# My Smoker plans.  See any issues?



## smokinnoob (Jan 3, 2012)

this is my plans for my grill with attached smoke house.  All will be propane powered.  The whole thing is designed around my current gas grill.  The smoke chamber is 6 ft tall and 20 in x 20 in square internal dimensions.  I figure with the amount of smoking I do now and will do that this is plenty of space.  Any thoughts on BTU's necessary for the smoke burner.  Venting is located on the sides one 
	

		
			
		

		
	








low left side and one high right side.


----------



## daveomak (Jan 3, 2012)

Smokinnoob, evening..... Is the smoker made from brick ????  If so, there is the problem of thermal mass.... It creates 3 problems.... First, the time it takes to heat the brick to an operating temp desired....  Second, the time it takes to ramp up the temp to complete the smoke at the desired final temp.... Third, using brick and it being cold, moisture will collect in the form of condensation which will come from combustion.... especially when using propane... Propane produces approximately 1# of water for each pound of propane burned (if memory serves me correctly)...

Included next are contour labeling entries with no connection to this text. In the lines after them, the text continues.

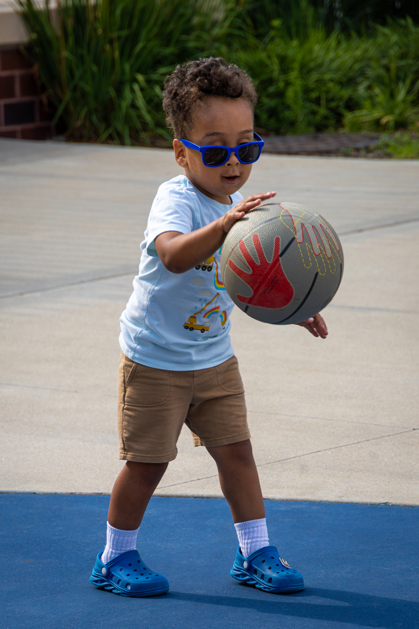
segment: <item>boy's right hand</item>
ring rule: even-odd
[[[252,194],[252,196],[243,199],[240,203],[235,205],[234,208],[229,209],[226,214],[225,214],[221,218],[223,230],[225,233],[230,231],[234,223],[240,218],[243,218],[245,214],[250,212],[251,209],[254,209],[262,201],[271,199],[275,196],[276,192],[262,192],[261,194]]]

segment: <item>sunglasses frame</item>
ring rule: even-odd
[[[207,168],[220,168],[220,166],[223,166],[225,164],[226,164],[226,162],[230,159],[230,156],[231,155],[232,153],[234,153],[234,154],[235,155],[238,161],[240,162],[240,164],[243,164],[246,165],[249,164],[254,164],[255,162],[257,162],[258,159],[260,157],[260,154],[262,153],[262,149],[265,143],[260,137],[260,136],[258,135],[257,133],[255,133],[254,131],[253,135],[259,139],[254,142],[245,142],[244,144],[239,144],[238,147],[234,147],[234,148],[232,148],[231,147],[221,147],[219,144],[214,144],[214,145],[211,144],[209,147],[199,147],[198,144],[194,144],[193,142],[189,142],[188,140],[184,140],[182,138],[179,138],[179,142],[182,142],[182,143],[184,145],[184,146],[186,146],[187,148],[193,148],[194,150],[195,151],[199,151],[201,155],[202,155],[203,164],[204,164],[204,166],[206,166]],[[254,160],[253,162],[242,162],[238,155],[238,149],[243,148],[243,147],[251,146],[252,144],[256,144],[259,147],[259,155],[257,156],[255,160]],[[226,157],[225,160],[224,160],[224,162],[223,162],[222,164],[217,164],[216,166],[210,166],[208,164],[205,164],[205,160],[204,159],[204,153],[205,153],[205,151],[208,150],[208,148],[225,148],[227,151],[227,157]]]

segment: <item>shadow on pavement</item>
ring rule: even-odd
[[[238,587],[248,586],[238,584]],[[339,590],[306,588],[294,594],[272,596],[272,601],[169,591],[168,598],[189,603],[247,608],[262,614],[396,629],[417,626],[419,603]]]

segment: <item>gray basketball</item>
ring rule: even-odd
[[[342,245],[330,223],[303,205],[267,203],[226,237],[221,273],[240,310],[286,325],[314,316],[332,301],[344,272]]]

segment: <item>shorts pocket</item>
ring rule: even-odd
[[[125,405],[150,408],[167,401],[172,389],[170,371],[139,363],[125,367]]]
[[[243,393],[244,389],[242,376],[238,370],[238,363],[235,356],[216,367],[218,384],[229,393]]]

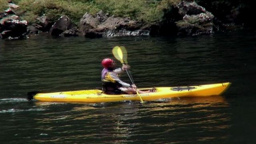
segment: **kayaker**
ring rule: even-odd
[[[123,65],[122,68],[115,69],[116,66],[114,61],[109,58],[104,59],[101,64],[104,68],[101,73],[102,90],[106,94],[136,94],[136,86],[122,81],[118,76],[123,73],[126,69],[130,69],[129,65]],[[155,90],[152,89],[145,91],[137,90],[139,93],[142,94],[154,92]]]

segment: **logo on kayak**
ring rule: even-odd
[[[66,97],[64,96],[51,96],[51,98],[65,98]]]
[[[149,96],[149,94],[140,94],[140,96]],[[137,97],[138,96],[138,95],[137,94],[127,94],[124,96],[124,97],[126,98],[130,98],[130,97]]]
[[[97,95],[97,96],[101,96],[102,94],[102,93],[97,93],[96,94],[96,95]]]

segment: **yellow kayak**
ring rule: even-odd
[[[230,82],[195,86],[157,87],[156,91],[140,94],[144,101],[154,100],[174,97],[206,96],[219,95],[224,92],[231,84]],[[151,88],[139,89],[147,90]],[[28,98],[46,102],[102,102],[124,100],[140,101],[136,94],[106,94],[100,90],[82,90],[40,93],[30,92]]]

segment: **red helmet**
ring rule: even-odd
[[[104,67],[104,68],[109,68],[111,66],[111,63],[114,62],[114,60],[111,58],[104,58],[101,61],[101,64]]]

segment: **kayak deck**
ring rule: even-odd
[[[226,82],[195,86],[157,87],[155,92],[140,94],[144,101],[160,98],[188,96],[219,95],[224,92],[231,84]],[[146,90],[151,88],[141,88]],[[34,99],[40,101],[62,102],[102,102],[124,100],[140,100],[136,94],[108,95],[100,90],[82,90],[48,93],[38,93]]]

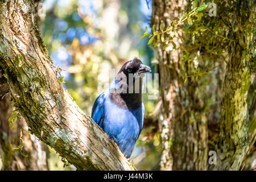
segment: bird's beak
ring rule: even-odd
[[[138,69],[135,73],[139,75],[141,75],[142,73],[146,73],[148,72],[151,72],[151,69],[150,68],[146,65],[144,64],[141,64],[139,66],[139,69]]]

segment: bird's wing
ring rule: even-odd
[[[92,111],[92,118],[96,122],[96,123],[102,127],[103,124],[103,105],[104,102],[104,92],[101,93],[97,98],[93,104]]]

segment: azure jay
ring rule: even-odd
[[[143,124],[144,108],[139,78],[149,72],[150,68],[138,59],[125,63],[93,106],[93,119],[109,133],[127,158],[131,156]],[[139,90],[135,84],[138,82]]]

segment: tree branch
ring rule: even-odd
[[[78,169],[135,170],[58,81],[34,7],[28,0],[0,5],[0,67],[30,131]]]

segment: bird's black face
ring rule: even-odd
[[[151,69],[149,67],[143,64],[139,59],[135,58],[131,61],[125,63],[118,73],[123,72],[127,77],[128,77],[129,74],[131,73],[133,74],[134,77],[136,78],[139,77],[142,74],[150,72],[151,71]]]

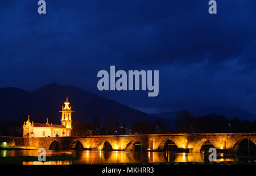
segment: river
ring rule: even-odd
[[[1,157],[38,156],[37,150],[1,150]],[[77,160],[47,161],[47,156],[71,155],[78,157]],[[240,158],[232,154],[218,153],[217,162],[239,161]],[[205,162],[208,161],[208,154],[158,152],[125,152],[101,150],[47,150],[46,162],[22,162],[20,164],[57,164],[69,165],[76,164],[121,164],[121,163],[154,163],[172,162]]]

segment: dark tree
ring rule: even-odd
[[[150,134],[154,133],[153,125],[147,121],[134,122],[131,127],[133,134]]]
[[[100,129],[101,127],[101,121],[100,118],[97,115],[93,117],[93,124],[97,128]]]

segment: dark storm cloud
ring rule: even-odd
[[[72,85],[152,111],[232,106],[256,113],[254,1],[0,2],[0,86]],[[101,69],[158,69],[159,95],[100,92]],[[31,83],[33,82],[33,83]]]

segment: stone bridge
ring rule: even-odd
[[[0,136],[0,144],[5,141],[8,145],[19,145],[22,143],[24,146],[60,150],[76,149],[80,146],[92,150],[102,150],[108,147],[113,150],[134,150],[135,146],[137,145],[144,150],[158,151],[164,150],[170,144],[189,152],[200,152],[203,145],[210,144],[218,150],[236,152],[241,141],[245,139],[256,144],[256,133],[126,135],[30,139]]]

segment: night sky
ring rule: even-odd
[[[57,82],[157,112],[234,106],[256,114],[256,1],[0,1],[0,87]],[[100,70],[159,70],[159,94],[100,91]]]

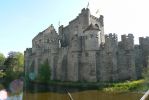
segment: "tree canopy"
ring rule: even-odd
[[[4,64],[4,61],[5,61],[5,56],[0,53],[0,66]]]

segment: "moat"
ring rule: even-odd
[[[71,93],[73,100],[140,100],[139,93],[104,93],[98,90]],[[70,100],[67,93],[24,93],[23,100]]]

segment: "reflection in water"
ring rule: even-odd
[[[6,100],[6,99],[7,99],[7,91],[0,90],[0,100]]]
[[[140,100],[139,93],[105,93],[98,90],[71,93],[74,100]],[[24,93],[23,100],[70,100],[66,93]]]

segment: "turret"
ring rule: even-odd
[[[85,50],[99,50],[102,38],[97,25],[90,24],[84,30]]]

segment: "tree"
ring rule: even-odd
[[[41,82],[47,83],[50,80],[50,76],[51,76],[51,70],[50,70],[48,60],[46,60],[39,67],[38,80],[40,80]]]
[[[5,56],[2,53],[0,53],[0,66],[4,64],[4,61],[5,61]]]
[[[20,52],[9,52],[4,65],[6,66],[6,81],[10,82],[23,75],[24,56]]]

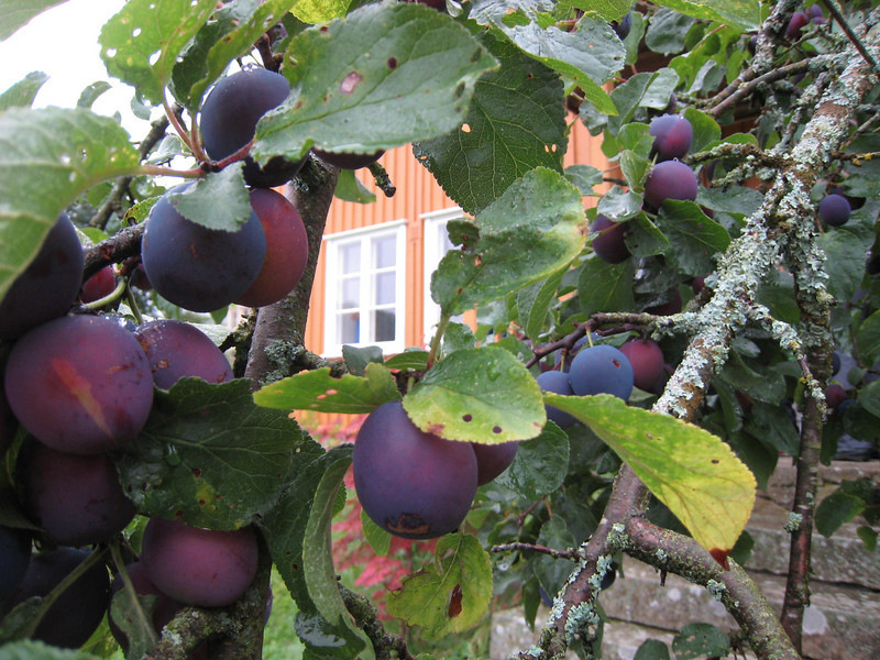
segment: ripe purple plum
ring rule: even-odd
[[[658,161],[681,158],[691,148],[694,129],[691,122],[680,114],[662,114],[651,120],[648,132],[653,135],[651,154]]]
[[[141,258],[156,292],[190,311],[212,311],[251,287],[266,257],[266,234],[256,213],[238,231],[208,229],[187,220],[169,200],[172,188],[150,210]]]
[[[406,539],[454,531],[476,494],[476,455],[470,443],[420,430],[400,402],[383,404],[367,416],[352,465],[366,514]]]
[[[645,180],[645,201],[659,209],[667,199],[696,200],[697,182],[694,170],[681,161],[663,161],[648,173]]]
[[[232,366],[223,352],[201,330],[184,321],[148,321],[134,331],[146,353],[153,382],[170,389],[180,378],[194,376],[208,383],[232,380]]]
[[[56,451],[28,438],[16,466],[24,510],[62,546],[110,540],[134,518],[107,454]]]
[[[663,374],[663,352],[652,339],[634,339],[620,346],[632,365],[632,381],[639,389],[651,392]]]
[[[0,607],[24,580],[31,561],[31,534],[0,525]]]
[[[519,442],[502,442],[501,444],[481,444],[471,442],[476,455],[476,485],[487,484],[510,466],[516,457]]]
[[[117,276],[113,274],[113,266],[105,266],[82,284],[82,294],[79,299],[88,305],[106,298],[113,293],[114,288],[117,288]]]
[[[826,195],[818,202],[818,217],[829,227],[842,227],[849,221],[853,209],[843,195]]]
[[[569,374],[561,371],[543,372],[536,381],[538,381],[538,386],[541,388],[541,392],[552,392],[563,396],[571,396],[574,394],[574,391],[571,388]],[[561,429],[568,429],[576,421],[572,415],[563,413],[553,406],[544,404],[544,409],[547,410],[547,419],[553,421]]]
[[[118,449],[153,405],[150,362],[134,337],[103,317],[62,317],[12,348],[7,398],[37,440],[68,453]]]
[[[254,283],[235,302],[264,307],[299,284],[309,258],[309,239],[302,218],[284,195],[255,188],[251,190],[251,207],[266,234],[266,258]]]
[[[88,550],[61,547],[31,558],[24,581],[0,608],[0,617],[32,596],[46,596],[89,557]],[[98,629],[110,602],[110,574],[101,562],[90,565],[48,608],[33,639],[65,649],[81,647]]]
[[[632,365],[619,349],[608,344],[580,351],[571,363],[569,378],[578,396],[612,394],[627,400],[632,393]]]
[[[18,339],[66,314],[82,282],[82,261],[76,229],[62,213],[40,252],[0,302],[0,340]]]
[[[205,151],[215,161],[231,156],[254,139],[260,118],[277,108],[287,95],[287,78],[262,67],[245,68],[213,86],[201,106],[200,125]],[[260,188],[289,182],[306,162],[271,158],[262,168],[248,156],[244,180]]]
[[[629,249],[626,246],[626,222],[615,222],[607,216],[600,213],[590,226],[590,233],[595,233],[593,252],[602,261],[609,264],[619,264],[629,258]]]
[[[446,7],[446,0],[443,0],[443,6]],[[319,148],[314,148],[312,151],[321,161],[330,165],[336,165],[340,169],[360,169],[361,167],[366,167],[378,161],[382,154],[385,153],[385,150],[380,150],[372,154],[352,154],[348,152],[331,153]]]
[[[222,607],[241,598],[256,575],[253,527],[216,530],[151,518],[141,561],[163,594],[187,605]]]

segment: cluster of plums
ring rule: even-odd
[[[358,432],[354,488],[382,529],[405,539],[432,539],[459,528],[477,487],[504,472],[517,448],[517,442],[446,440],[420,430],[400,402],[389,402]]]

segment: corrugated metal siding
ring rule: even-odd
[[[569,116],[569,121],[574,121]],[[602,153],[600,138],[593,138],[580,121],[574,121],[565,154],[564,165],[588,164],[601,169],[610,166]],[[406,252],[406,345],[418,345],[422,341],[425,293],[425,252],[420,216],[455,207],[455,202],[443,194],[431,174],[416,161],[409,146],[391,150],[380,163],[387,169],[397,188],[394,197],[387,198],[376,189],[367,170],[358,177],[376,194],[376,201],[360,205],[334,199],[330,207],[324,234],[361,229],[393,220],[407,221]],[[585,198],[586,206],[595,206],[596,198]],[[306,328],[306,348],[315,353],[323,352],[324,286],[327,284],[324,256],[321,253],[311,292],[309,321]]]

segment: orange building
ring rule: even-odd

I built a smoker from construction block. 4x4x10' with a poured in place roof and insulated wooden door... It took 24 hours to preheat using wood.... what a mistake... well it was not really a mistake  because I learned from it.....   Dave  (Just my 2 cents)


----------



## smokinnoob (Jan 3, 2012)

Wow.  I never read anything about those issues from any of the research I did.  I looked at several brick builds and talked with a few masons about the project and no one ever said anything.  Looks like I may have to expand my research a little and start with those questions. 

Thanks Dave.


----------



## sprky (Jan 3, 2012)

Dave is 100% correct I also speak from experience. The smoker I built that was fire brick lined was a huge PIA to get preheated.  I had to fire it up a couple hours ahead. but once it was heated it held temp good. I could run out of gas and temp would hold till I got back with a new bottle. There were times I'd shut the burners off and let the retained heat finish the smoke.


----------



## SmokinAl (Jan 4, 2012)

The plans look awesome. I hope you get the details worked out. I'd sure love to have that in my backyard!


----------